Being able to use the same code in both single-threaded and multi-threaded environments is a noble goal. However, my experience with such systems has been pretty disappointing. Several times I’ve worked on systems that promised this feature, and they never worked quite the same in the two modes. Whereas the promise was to make debugging easier, the actual result was often to require that problems be debugged twice – once in each mode. To be fair, all of these systems (that I can recall) came at the dual-mode thing from the direction of having originally been multi-threaded. Maybe something that started out more on the event-based side and evolved to make use of multiple threads would meet with greater success…or maybe not.

Second quote:

Event queues can be used as a bridging device that works both with threads and without threads.

Agreed, but with some caveats. Here are two common pitfalls I’ve encountered in queue-based systems:

  1. Too many back-to-back queue/dequeue operations. Many queue-based systems use an interface where a request is always put on the recipient’s queue, then the recipient’s dispatch routine is called…and 99% of the time the very first thing it does is take that same request right back off the queue. That’s kind of silly. IMO the sender should invoke the recipient’s dispatch routine (or a stub thereof) directly, and requests should be processed immediately or put on a queue for later at the dispatch routine’s discretion. Most often, only the recipient module – i.e. not the sender and not the infrastructure – can make an intelligent decision about whether to queue something.
  2. Complex queuing. Too many event-queuing systems have interfaces that just sort of grow without bound. First they turn a simple queue into a multi-level priority queue. Then someone adds time to the interface so that they can use the event queue for timeouts as well (a mistake for other reasons too, IMO). Sometimes they add flow control. By the time all these features are added, what was once a simple “here, process this” interface has become an ultra-hairy mess where passing a request from one module to another has become a major undertaking. In extreme cases, this has caused programmers to abandon the original queuing infrastructure in favor of reinventing it in its original simple form for use within a single module.

I do understand the temptation to evolve queuing systems in this way. In my own project, requests involving the same object are generally serialized, except for one special request where – to avoid deadlock – an inbound invalidate request has to “overtake” an outbound I/O request. I was tempted to turn my queues into priority queues, and at one time I probably would have, but I’ve been down that road before. Instead, I changed the queuing model so that queuing is done internally to a module, using library routines, with an indication back to the infrastructure of whether the request was queued or completed. The infrastructure is thus even simpler than it was before (when it handled queuing), and modules are able to implement arbitrarily complex queuing internally if they need to.

There’s actually another reason I went this route. My system is designed to handle requests for millions of separate blocks. There’s no way in hell that I can afford to have a separate queuing-system entity for each block, but I do need to be able to queue requests separately for each to avoid loss of parellelism due to false queuing dependencies. Should the queuing infrastructure need to know that I’m queuing per-block instead of globally? Hell, no. Again, the queuing rules should be known to the individual module, not exposed to the infrastructure.

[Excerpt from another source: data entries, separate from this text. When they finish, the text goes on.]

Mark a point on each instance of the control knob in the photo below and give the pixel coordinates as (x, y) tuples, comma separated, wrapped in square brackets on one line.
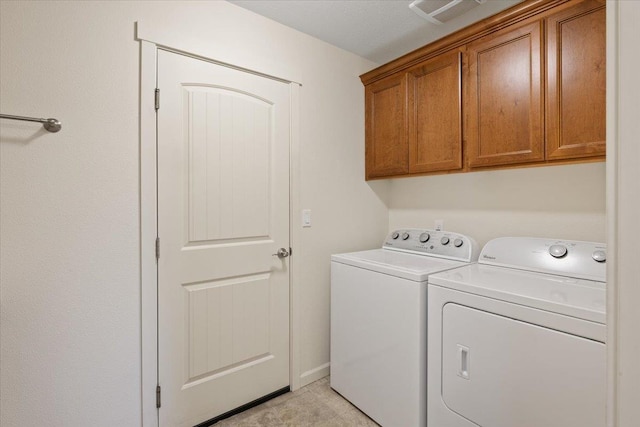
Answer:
[(557, 251), (599, 255)]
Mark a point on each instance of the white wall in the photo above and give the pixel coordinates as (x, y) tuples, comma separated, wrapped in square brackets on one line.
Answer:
[(566, 202), (69, 224)]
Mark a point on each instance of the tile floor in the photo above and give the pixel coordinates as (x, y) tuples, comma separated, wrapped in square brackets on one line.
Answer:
[(314, 405)]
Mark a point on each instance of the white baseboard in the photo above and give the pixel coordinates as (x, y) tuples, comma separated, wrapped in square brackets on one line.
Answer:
[(314, 374)]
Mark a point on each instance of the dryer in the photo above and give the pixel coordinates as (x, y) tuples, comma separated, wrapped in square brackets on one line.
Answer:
[(519, 338), (379, 321)]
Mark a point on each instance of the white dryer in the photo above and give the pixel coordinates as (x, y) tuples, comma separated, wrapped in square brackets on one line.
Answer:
[(379, 321), (518, 340)]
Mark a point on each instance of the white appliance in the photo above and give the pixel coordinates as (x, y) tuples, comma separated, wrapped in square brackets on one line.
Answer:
[(518, 340), (379, 321)]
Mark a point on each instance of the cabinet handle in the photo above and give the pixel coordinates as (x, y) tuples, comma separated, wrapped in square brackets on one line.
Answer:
[(463, 361)]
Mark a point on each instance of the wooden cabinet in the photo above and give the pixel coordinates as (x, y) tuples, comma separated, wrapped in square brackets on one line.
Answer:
[(576, 82), (524, 87), (504, 98), (386, 150), (414, 120), (435, 115)]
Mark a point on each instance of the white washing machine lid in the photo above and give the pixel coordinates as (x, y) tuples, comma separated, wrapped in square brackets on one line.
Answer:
[(583, 299), (399, 264)]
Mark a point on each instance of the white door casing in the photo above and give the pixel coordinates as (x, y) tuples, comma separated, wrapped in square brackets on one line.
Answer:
[(223, 210)]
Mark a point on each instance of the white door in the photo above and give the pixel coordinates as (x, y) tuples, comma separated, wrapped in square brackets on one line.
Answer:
[(223, 210)]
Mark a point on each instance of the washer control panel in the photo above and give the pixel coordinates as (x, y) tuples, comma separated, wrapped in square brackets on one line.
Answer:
[(441, 244), (583, 260)]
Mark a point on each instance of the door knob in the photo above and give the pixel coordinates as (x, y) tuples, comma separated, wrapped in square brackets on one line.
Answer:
[(282, 253)]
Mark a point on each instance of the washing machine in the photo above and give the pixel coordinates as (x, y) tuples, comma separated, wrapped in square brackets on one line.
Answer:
[(379, 321), (518, 339)]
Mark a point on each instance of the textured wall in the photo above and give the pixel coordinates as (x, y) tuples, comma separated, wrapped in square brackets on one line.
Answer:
[(565, 202), (70, 281)]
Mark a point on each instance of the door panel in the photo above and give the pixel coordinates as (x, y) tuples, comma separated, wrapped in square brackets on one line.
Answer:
[(504, 102), (387, 149), (576, 82), (228, 139), (223, 210)]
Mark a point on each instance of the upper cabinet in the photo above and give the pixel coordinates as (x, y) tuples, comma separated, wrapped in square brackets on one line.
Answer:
[(435, 115), (576, 82), (504, 102), (525, 87)]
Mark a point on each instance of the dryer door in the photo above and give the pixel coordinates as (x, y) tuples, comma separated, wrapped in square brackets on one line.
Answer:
[(501, 372)]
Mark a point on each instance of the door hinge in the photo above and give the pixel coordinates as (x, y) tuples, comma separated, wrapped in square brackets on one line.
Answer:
[(157, 94)]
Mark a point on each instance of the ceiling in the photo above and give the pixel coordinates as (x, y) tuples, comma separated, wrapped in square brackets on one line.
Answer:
[(379, 30)]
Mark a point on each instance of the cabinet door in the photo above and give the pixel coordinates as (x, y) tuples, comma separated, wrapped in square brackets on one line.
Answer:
[(504, 103), (386, 127), (435, 121), (576, 82)]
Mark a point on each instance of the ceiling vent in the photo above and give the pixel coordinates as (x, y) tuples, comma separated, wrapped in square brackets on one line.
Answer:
[(439, 11)]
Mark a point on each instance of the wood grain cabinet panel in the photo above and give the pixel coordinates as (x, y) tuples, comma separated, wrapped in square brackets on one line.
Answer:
[(386, 127), (576, 82), (504, 98), (435, 115)]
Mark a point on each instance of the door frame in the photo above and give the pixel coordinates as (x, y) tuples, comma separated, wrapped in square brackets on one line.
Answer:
[(149, 226)]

I’m not disagreeing with David on either of the points I’ve addressed. I think he’s very much on the right track in both regards – not that my opinion on that matters more than that of any other reasonably experienced network hacker. I hope my comments can be accepted in the intended spirit of comparing notes and thinking things through collaboratively to arrive at an optimal design. I also hope others will be encouraged to jump in and share their own experience with these sorts of systems.